Measures on property compensation, payday loans make Colorado’s fall ballot
Author: Marianne Goodland - August 28, 2018 - Updated: August 28, 2018
Colorado’s November ballot got a little more crowded Tuesday when two more measures fulfilled the requirements qualifying them for the general election.
Initiative 108, which would require governments to compensate property owners when the government takes action that devalues property, and Initiative 126, which would reduce payday loan interest and fees, both turned in enough qualified petition signatures, according to the Colorado secretary of state’s office.
Initiative 108 as seen as a pro-oil-and-gas measure intended as a counterpoint to Initiative 97, which would greatly restrict new drilling operations near homes, and therefore conceivable lower the value of property. That measure has not yet qualified for the ballot.
Backers of Initiative 108 turned in 209,111 signatures, more than double the required 98,492 signatures. The measure would change the state constitution. Given this — under the “Raise the Bar” amendment passed in 2016, stiffening rules for constitutional changes — backers were also required to turn in signatures from 2 percent of the registered voters in each of the 35 state Senate districts. The measure had more than 72,000 invalid signatures, making its margin just under 40,000 signatures.

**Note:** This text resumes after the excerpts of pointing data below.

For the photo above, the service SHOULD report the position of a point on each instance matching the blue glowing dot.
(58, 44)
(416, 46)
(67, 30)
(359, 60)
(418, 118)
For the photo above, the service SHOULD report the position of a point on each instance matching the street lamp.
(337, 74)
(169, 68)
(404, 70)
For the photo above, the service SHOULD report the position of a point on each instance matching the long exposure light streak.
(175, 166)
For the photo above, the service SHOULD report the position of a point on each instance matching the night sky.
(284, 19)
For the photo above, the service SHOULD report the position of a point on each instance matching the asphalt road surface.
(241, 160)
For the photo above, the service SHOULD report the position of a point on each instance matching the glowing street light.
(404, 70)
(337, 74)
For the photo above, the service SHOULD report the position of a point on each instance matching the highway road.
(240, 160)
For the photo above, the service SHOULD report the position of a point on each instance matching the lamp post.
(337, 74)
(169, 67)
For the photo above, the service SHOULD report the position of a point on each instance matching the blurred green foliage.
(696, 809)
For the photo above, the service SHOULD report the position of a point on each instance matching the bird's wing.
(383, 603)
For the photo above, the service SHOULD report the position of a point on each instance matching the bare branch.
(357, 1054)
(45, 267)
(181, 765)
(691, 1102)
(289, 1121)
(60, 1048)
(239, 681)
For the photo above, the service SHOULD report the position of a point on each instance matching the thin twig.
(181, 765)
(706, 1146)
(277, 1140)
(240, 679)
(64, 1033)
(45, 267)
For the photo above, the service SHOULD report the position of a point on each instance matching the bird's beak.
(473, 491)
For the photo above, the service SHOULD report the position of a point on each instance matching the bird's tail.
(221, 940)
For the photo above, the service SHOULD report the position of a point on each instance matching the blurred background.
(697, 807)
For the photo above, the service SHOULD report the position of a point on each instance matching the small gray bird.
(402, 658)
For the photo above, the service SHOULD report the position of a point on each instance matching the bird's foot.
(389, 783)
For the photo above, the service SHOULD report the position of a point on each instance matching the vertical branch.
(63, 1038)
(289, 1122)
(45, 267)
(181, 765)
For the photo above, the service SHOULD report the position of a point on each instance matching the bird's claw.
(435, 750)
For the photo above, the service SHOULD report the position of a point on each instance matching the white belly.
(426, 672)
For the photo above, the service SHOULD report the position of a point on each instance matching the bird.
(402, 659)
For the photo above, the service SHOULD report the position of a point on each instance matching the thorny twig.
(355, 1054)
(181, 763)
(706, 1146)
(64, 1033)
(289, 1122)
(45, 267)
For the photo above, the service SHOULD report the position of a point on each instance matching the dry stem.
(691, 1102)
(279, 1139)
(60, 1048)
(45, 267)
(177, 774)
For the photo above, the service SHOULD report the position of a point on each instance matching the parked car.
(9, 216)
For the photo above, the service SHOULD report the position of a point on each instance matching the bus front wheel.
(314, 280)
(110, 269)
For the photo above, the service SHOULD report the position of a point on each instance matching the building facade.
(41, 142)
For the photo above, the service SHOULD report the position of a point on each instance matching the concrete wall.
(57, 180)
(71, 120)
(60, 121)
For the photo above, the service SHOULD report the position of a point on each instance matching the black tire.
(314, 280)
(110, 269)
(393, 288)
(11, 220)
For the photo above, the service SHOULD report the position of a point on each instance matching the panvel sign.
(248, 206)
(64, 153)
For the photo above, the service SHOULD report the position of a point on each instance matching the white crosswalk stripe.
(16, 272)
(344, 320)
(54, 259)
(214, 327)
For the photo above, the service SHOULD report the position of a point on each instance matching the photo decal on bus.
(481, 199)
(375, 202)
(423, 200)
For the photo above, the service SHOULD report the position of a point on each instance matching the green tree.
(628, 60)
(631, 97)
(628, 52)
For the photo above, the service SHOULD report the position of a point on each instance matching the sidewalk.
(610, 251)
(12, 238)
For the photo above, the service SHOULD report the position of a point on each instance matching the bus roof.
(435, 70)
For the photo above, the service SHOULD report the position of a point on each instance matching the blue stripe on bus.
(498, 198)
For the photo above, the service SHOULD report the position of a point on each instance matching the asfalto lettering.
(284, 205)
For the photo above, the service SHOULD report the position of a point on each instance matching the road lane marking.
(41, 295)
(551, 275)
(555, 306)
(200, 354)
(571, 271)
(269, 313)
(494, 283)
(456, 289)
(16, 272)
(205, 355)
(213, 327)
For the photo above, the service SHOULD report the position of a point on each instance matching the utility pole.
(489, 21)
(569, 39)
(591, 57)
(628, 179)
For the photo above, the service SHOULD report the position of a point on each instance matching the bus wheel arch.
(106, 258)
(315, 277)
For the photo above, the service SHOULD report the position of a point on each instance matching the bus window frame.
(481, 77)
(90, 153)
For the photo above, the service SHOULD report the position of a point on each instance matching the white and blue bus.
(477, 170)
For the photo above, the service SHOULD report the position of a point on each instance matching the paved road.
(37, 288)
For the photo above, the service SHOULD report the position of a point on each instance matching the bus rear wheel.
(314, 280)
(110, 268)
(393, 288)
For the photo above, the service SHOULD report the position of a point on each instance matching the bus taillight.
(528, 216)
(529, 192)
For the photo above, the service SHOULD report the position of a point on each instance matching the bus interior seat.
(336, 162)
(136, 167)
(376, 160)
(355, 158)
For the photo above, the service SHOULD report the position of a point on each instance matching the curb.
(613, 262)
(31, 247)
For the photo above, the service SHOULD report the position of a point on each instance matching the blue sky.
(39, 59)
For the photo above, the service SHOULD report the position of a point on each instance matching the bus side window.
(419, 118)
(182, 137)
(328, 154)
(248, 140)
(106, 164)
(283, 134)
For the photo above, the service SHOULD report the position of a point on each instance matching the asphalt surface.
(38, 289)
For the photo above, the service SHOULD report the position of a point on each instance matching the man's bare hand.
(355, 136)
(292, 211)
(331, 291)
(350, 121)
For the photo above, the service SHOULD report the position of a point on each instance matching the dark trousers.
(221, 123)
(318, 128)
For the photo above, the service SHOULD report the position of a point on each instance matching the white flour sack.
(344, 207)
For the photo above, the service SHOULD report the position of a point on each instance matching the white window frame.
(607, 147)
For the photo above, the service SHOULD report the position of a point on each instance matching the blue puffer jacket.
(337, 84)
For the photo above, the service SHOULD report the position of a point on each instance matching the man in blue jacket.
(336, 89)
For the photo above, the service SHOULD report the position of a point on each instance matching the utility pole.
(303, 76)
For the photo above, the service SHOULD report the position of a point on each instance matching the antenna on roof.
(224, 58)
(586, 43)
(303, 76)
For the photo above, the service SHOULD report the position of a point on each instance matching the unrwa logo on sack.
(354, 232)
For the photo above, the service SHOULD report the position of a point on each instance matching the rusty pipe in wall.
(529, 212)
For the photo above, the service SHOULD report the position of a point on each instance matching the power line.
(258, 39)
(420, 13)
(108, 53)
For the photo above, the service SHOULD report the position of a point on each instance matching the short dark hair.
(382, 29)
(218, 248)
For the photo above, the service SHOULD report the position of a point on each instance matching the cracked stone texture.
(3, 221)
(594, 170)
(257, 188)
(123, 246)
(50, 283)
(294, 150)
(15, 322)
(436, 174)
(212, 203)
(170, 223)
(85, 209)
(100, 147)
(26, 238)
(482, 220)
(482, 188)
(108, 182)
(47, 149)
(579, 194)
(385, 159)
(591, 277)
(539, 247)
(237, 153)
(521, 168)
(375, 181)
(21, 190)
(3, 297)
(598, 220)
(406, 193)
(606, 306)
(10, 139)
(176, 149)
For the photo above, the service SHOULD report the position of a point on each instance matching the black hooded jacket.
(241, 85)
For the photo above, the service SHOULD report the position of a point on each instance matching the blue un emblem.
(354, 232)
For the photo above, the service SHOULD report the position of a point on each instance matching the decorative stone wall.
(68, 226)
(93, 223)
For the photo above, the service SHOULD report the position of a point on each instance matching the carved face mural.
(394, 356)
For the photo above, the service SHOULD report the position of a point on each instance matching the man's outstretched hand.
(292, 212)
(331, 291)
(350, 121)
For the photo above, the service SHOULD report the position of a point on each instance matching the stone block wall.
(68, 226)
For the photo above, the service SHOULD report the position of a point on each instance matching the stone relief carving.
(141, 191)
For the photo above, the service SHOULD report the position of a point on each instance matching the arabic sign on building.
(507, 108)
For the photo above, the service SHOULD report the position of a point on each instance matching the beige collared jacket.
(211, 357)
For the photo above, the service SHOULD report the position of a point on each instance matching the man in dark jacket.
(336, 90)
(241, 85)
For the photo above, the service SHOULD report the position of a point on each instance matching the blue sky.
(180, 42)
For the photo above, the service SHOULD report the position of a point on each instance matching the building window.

The measure must receive 55 percent of the vote in November in order to be placed into the state Constitution.
Proponents of Initiative 126 submitted 189,297 signatures, according to the secretary of state. The verification process for the 126, which would change state statutes, used random samples instead of the more precise method required for a constitutional measure. The secretary of state estimated the measure had 112,998 valid signatures, about 14 percent more than required.
The measure would cap payday loan interest rates, including all fees, at 36 percent. Currently, payday lenders can charge as much as 200 percent on a $500 loan, making it nearly impossible to pay back, according to proponents.
There are two more ballot measures awaiting verification: Initiative 97, which would increase setbacks for new oil and gas drilling activities, and Initiative 173.
Under the latter, if a person puts a million dollars or more into a political campaign, the campaign limits for everyone else in the same race would “go up five times, so you can raise enough money to compete with the millionaire or billionaire trying to buy the election,” according to proponent and former state Sen. Greg Brophy of Wray.
The secretary of state has until Sept. 5 to verify whether the last two measures qualify for the November ballot.
The addition of Tuesday’s ballot measures bring to five the number of citizen-initiated questions on the November ballot. That now includes Amendment 73, which would seek to raise $1.6 billion in income taxes, levied on incomes of $150,000 per year or more; and two transportation ballot measures certified last week.
Another six referred questions were submitted by the Colorado General Assembly, including a pair of measures that would change the way Colorado draws congressional and legislative district boundaries.